これまでのスポーツ栄養学は、たんぱく質や糖質のコントロールによって、筋力や瞬発力や持久力を高めることに集中し、腸内環境を整える主役となる食物繊維は、食べてもエネルギーにならないことからもあまり…

これまでのスポーツ栄養学は、たんぱく質や糖質のコントロールによって、筋力や瞬発力や持久力を高めることに集中し、腸内環境を整える主役となる食物繊維は、食べてもエネルギーにならないことからもあまり注目されてこなかった。試合前は食物繊維を多く含む食品は控えるべきだと今も教科書に書いてある。しかしアスリートがハードなトレーニングや試合のストレスで免疫力が低下しがちだということを考えれば、日ごろから積極的に食物繊維や乳酸菌を摂る習慣をつけ、腸内環境を整え免疫力を高めておくことが「食トレ」の基本であるとも考えられる。

■スポーツ栄養学が書き換えられる日は近い?

食物繊維の重要性が唱えられるようになったのは1970年代に入ってからで、腸内環境が健康を左右することがわかってきたのも最近の話。腸内細菌の研究が進むにつれて、筋肉隆々のアスリートにこそ根付いていた「強くなりたいなら肉を食うべし!」という定説はいよいよ変化の時にある。

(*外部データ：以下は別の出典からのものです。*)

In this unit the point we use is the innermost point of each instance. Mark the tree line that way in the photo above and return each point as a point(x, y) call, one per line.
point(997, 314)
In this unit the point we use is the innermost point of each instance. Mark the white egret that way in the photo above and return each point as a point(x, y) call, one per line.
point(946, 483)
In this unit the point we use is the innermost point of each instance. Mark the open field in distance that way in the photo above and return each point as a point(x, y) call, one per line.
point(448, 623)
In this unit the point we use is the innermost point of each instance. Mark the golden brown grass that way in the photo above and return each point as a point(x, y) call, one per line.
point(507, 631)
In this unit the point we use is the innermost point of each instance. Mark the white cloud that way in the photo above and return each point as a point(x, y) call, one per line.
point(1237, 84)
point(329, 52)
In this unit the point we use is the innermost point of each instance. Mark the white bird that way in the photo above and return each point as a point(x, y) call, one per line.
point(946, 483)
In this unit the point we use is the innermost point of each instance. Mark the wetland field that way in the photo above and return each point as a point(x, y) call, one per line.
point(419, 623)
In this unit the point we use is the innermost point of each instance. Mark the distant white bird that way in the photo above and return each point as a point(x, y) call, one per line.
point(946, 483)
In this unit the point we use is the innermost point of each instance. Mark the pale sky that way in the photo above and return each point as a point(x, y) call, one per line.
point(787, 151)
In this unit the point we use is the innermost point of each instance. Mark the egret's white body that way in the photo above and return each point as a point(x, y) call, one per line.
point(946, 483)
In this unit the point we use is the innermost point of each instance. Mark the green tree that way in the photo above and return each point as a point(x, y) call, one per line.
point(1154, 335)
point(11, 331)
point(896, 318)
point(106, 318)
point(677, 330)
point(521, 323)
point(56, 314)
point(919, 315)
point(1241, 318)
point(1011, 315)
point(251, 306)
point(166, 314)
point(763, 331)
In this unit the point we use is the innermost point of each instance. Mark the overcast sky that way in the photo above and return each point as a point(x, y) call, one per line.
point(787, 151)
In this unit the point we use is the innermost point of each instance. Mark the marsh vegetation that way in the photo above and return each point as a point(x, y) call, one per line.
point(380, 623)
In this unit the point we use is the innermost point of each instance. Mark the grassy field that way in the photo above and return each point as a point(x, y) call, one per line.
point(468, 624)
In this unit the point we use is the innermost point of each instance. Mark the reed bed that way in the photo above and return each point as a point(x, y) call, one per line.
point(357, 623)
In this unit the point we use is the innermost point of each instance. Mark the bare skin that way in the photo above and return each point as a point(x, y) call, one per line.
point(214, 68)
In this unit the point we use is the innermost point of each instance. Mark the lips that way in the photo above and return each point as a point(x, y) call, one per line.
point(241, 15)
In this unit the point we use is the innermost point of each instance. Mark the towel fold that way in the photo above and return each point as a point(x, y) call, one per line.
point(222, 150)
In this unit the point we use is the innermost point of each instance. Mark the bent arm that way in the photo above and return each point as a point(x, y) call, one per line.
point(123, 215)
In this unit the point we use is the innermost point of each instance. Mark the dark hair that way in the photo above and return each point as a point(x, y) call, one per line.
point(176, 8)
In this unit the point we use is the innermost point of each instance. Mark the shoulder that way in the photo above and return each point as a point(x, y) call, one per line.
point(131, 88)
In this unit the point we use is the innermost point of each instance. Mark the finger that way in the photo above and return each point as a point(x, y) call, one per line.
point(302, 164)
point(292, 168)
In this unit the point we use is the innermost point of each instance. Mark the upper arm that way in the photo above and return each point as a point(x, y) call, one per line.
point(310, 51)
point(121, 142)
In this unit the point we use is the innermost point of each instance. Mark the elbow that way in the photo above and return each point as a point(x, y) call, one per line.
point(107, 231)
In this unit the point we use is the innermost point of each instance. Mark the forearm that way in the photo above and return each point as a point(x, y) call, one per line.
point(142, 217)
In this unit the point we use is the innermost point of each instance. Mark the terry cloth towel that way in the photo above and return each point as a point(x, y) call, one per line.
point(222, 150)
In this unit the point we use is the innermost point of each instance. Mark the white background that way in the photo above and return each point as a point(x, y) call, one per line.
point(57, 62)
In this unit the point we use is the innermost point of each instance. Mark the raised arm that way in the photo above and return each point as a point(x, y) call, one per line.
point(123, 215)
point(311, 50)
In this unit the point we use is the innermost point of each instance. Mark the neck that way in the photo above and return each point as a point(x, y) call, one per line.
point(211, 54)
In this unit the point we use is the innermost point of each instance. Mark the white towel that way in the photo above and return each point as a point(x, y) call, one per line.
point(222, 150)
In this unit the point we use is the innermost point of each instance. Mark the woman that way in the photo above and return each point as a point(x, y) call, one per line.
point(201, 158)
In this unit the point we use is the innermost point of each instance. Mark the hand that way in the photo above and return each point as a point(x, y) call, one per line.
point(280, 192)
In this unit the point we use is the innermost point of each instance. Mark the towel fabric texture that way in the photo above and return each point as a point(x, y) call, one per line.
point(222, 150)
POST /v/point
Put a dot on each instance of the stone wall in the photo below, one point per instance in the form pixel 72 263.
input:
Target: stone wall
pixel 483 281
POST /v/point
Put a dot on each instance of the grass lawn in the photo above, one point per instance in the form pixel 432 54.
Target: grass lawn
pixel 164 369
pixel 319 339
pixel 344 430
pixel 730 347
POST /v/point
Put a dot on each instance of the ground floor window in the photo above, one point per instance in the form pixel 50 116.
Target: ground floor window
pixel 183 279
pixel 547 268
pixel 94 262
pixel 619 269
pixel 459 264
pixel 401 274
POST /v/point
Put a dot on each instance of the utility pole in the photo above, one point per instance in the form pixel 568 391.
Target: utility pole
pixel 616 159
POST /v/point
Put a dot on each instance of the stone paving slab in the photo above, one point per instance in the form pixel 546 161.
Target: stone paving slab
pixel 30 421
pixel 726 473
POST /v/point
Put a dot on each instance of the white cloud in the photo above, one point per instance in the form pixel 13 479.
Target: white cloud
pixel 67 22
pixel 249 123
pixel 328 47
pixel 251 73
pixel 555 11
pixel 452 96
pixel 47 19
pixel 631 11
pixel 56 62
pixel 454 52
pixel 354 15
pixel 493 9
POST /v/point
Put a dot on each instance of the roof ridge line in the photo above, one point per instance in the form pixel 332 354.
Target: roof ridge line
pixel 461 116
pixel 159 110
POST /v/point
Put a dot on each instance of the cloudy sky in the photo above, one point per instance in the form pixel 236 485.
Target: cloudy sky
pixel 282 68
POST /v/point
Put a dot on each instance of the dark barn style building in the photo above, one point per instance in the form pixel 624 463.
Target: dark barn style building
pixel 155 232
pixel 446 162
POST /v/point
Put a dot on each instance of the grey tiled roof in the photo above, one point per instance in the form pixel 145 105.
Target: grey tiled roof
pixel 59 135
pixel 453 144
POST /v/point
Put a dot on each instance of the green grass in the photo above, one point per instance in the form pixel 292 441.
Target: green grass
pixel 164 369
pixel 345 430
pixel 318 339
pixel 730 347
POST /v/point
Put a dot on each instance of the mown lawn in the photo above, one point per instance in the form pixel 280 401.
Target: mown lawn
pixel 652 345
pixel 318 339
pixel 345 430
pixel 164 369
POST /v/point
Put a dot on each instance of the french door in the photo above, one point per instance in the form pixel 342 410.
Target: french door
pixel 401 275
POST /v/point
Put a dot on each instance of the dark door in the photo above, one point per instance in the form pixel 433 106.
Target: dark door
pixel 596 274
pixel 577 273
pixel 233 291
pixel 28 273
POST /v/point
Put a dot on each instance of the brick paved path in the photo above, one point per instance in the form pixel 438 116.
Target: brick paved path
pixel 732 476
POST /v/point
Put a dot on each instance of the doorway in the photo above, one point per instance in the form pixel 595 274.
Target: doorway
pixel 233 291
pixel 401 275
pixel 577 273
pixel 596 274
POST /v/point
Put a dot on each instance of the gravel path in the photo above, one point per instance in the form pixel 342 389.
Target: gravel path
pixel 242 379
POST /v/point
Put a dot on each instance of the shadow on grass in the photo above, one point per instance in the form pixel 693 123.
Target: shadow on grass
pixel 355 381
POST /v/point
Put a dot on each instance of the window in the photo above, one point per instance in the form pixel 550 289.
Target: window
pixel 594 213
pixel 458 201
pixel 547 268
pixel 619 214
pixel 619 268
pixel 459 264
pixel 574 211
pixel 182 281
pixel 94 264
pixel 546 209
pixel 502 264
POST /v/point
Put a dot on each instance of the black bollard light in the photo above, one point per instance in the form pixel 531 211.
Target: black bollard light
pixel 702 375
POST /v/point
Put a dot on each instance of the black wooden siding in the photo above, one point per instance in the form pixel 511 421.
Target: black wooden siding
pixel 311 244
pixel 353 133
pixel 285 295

ベジタリアンやヴィーガンになるアスリートが年々増えていて、テニス界ではジョコビッチがヴィーガンであることが知られている。肉を食べなければパフォーマンスが低下するという説を覆し、菜食主義になってからも世界のトップに君臨しているアスリートは多い。

腸内環境という視点から見れば、肉はたんぱく質が豊富な一方で食べすぎると腸内腐敗を促し悪玉菌を増やす原因となる。植物性の食品には善玉菌を増やす食物繊維だけでなく、炎症を抑える働きのある抗酸化物質も多く含まれているから、身体を酷使するアスリートにとって菜食主義は理にかなっているといえるだろう。また、腸の働きはメンタルを安定させることもわかっているので、メンタルが影響する競技では取り入れてみる価値はある。

もちろんたんぱく質が不足することがあってはならないし、動物性食品に多く含まれるビタミンB12など不足しやすい栄養素も出てくる。また、過度の節制はストレスの原因となり逆に免疫を下げることも考えられるから、動物性食品を完全に排除することは容易におすすめできないが、たんぱく質をどのくらい摂るべきかという議論から、それらを何からどのくらい摂るかというフェーズに来ていることは間違いない。

ジョコビッチは著書の中でこう言っている。「誰一人として必要な栄養素をあなた自身より知る人がいない」。事実、同じ食事をすれば同じ結果が出るというわけではないし、何を食べるべきかを一律に定義することは難しい。

共通して大切なことは、たんぱく質、糖質、脂質、ビタミン・ミネラルなどそれぞれの木に焦点を当てて議論するだけではなく、これからは腸内環境という森を軸として栄養を考える必要があるということだ。